Submerged Lines

We humans are visual creatures. It’s in our nature to focus on what we can see, it’s in our nightmares to focus on the unseen and the hidden because we just aren’t very good at preparing ourselves for what isn’t readily visible. Even within our own bodies, some of the most dangerous illnesses are the ones with few symptoms – at least until they suddenly erupt. High blood pressure seems like no big deal until a stroke hits.

Somehow, we manage to have the same approach to pathways and passages which we ourselves have built. Like forgetful squirrels, we lay pipelines for oil and gas supplies, assume the supply will remain intact, and then put them out of our minds.

Pipelines to carry oil have been laid all around the world for a century. And like any pipe, at some point they show their signs of age. Pipes can break due to corrosion, excavation work, material and welding errors, natural force, external damage (such as anchors hitting underwater pipes), and faulty operation.

Mostly, though, it’s age and material failure that cause leaks like the recent Tioga leak in North Dakota, the largest U.S. onshore spill in history. A quick glance here will reveal an unsettling, ongoing litany of oil spills during any given month.

Lakehead System Source: Enbridge

Lakehead System
Source: Enbridge

In Michigan, two 50 cm (20 in.) pipes were laid down in 1953 as a part of the 3000 km (1900 m.) Lakehead System that runs from North Dakota down to points east and south. Most of the Lakehead system is underground, this segment, known as Line 5, runs underwater through the Straits of Mackinac between northern Wisconsin and Michigan’s Upper Peninsula.
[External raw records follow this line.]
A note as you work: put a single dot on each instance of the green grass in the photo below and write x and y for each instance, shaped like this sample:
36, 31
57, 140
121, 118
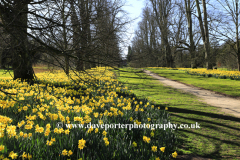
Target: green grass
218, 137
226, 86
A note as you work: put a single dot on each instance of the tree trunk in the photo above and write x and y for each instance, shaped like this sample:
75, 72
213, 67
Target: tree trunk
237, 43
192, 47
22, 60
76, 37
204, 32
207, 44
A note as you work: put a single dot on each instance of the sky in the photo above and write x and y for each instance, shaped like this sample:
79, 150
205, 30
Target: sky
134, 8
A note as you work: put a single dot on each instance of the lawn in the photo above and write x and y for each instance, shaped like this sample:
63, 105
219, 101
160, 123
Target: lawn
225, 86
218, 136
30, 115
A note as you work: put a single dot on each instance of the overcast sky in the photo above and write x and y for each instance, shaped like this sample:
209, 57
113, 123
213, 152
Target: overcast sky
134, 8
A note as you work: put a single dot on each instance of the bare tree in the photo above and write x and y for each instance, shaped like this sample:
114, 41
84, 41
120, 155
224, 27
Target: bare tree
226, 31
192, 47
65, 30
204, 31
162, 10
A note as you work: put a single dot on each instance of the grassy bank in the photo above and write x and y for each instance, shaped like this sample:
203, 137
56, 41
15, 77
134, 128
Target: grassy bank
226, 86
218, 136
30, 116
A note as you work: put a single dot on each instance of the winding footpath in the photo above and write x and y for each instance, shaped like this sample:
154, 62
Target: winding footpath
228, 105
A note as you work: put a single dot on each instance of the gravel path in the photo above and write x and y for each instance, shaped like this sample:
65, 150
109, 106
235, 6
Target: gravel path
228, 105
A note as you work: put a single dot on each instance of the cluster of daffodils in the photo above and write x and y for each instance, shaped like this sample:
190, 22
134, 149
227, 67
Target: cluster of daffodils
235, 75
30, 118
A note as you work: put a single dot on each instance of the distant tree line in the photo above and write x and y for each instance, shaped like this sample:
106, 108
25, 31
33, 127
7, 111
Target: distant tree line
71, 34
187, 33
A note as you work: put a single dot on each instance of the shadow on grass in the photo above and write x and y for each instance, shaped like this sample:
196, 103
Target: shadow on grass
213, 126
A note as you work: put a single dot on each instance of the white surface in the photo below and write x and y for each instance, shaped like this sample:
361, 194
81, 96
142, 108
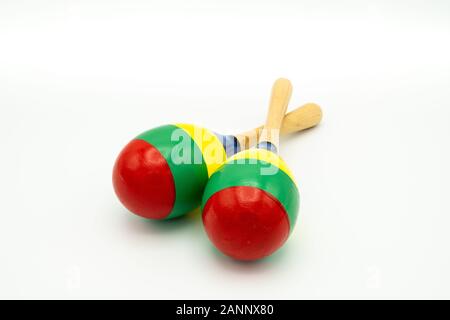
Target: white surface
78, 80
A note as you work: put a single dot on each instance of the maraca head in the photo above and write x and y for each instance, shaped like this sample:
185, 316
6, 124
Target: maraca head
162, 173
250, 205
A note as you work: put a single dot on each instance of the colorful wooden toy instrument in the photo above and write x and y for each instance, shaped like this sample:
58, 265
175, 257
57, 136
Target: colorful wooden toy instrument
157, 177
250, 203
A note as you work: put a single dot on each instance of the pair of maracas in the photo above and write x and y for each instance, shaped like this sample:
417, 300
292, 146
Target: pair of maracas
249, 198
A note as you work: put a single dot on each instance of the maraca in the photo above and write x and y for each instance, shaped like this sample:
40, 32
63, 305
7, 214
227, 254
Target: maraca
250, 203
151, 181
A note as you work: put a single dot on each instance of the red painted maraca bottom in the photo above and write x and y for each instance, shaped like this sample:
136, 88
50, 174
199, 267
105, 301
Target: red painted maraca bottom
143, 181
245, 223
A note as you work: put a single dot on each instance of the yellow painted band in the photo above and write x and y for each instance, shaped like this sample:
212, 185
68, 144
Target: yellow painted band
212, 149
264, 155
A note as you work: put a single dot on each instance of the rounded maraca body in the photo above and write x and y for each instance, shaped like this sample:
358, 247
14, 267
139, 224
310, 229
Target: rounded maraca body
162, 173
250, 205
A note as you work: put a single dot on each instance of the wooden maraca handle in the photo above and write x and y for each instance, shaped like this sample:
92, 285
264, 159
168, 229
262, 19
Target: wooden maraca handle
279, 100
304, 117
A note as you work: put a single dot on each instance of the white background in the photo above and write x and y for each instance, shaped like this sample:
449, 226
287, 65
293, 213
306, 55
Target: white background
79, 79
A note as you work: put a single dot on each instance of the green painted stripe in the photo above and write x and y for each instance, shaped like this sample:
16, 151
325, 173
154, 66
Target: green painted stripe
190, 176
280, 185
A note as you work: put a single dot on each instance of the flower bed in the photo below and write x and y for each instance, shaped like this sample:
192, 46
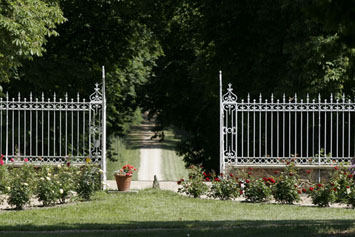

The pipes traverse the juncture between two Great Lakes, Lake Michigan and Lake Huron. “While Line 5’s capacity has increased, neither regulatory scrutiny nor corporate transparency have followed suit. The Great Lakes, which contain 84% of North America’s and 20% of the planet’s surface freshwater, are at a greater risk than ever,” according to FLOW, a non-profit organization working to protect the Great Lakes.

This map produced by the National Wildlife Federation estimates the extent to which oil might flow from a pipeline rupture beneath the Straits of Mackinac.  Source: NWF

This map produced by the National Wildlife Federation estimates the extent to which oil might flow from a pipeline rupture beneath the Straits of Mackinac.
Source: NWF

Line 5 is owned and operated by Enbridge Energy Partners LP, a company that insists the lines have been operating well for ‘decades’ and are perfectly intact. This is the same company whose lines burst and polluted the Kalamazoo River at a continuing clean-up cost of four years and over $1 billion.

Sometimes, the unseen around which we build our nightmares doesn’t merit closer examination; it’s just smoke and ephemera, the stuff of tall stories.

This probably isn’t one of those cases.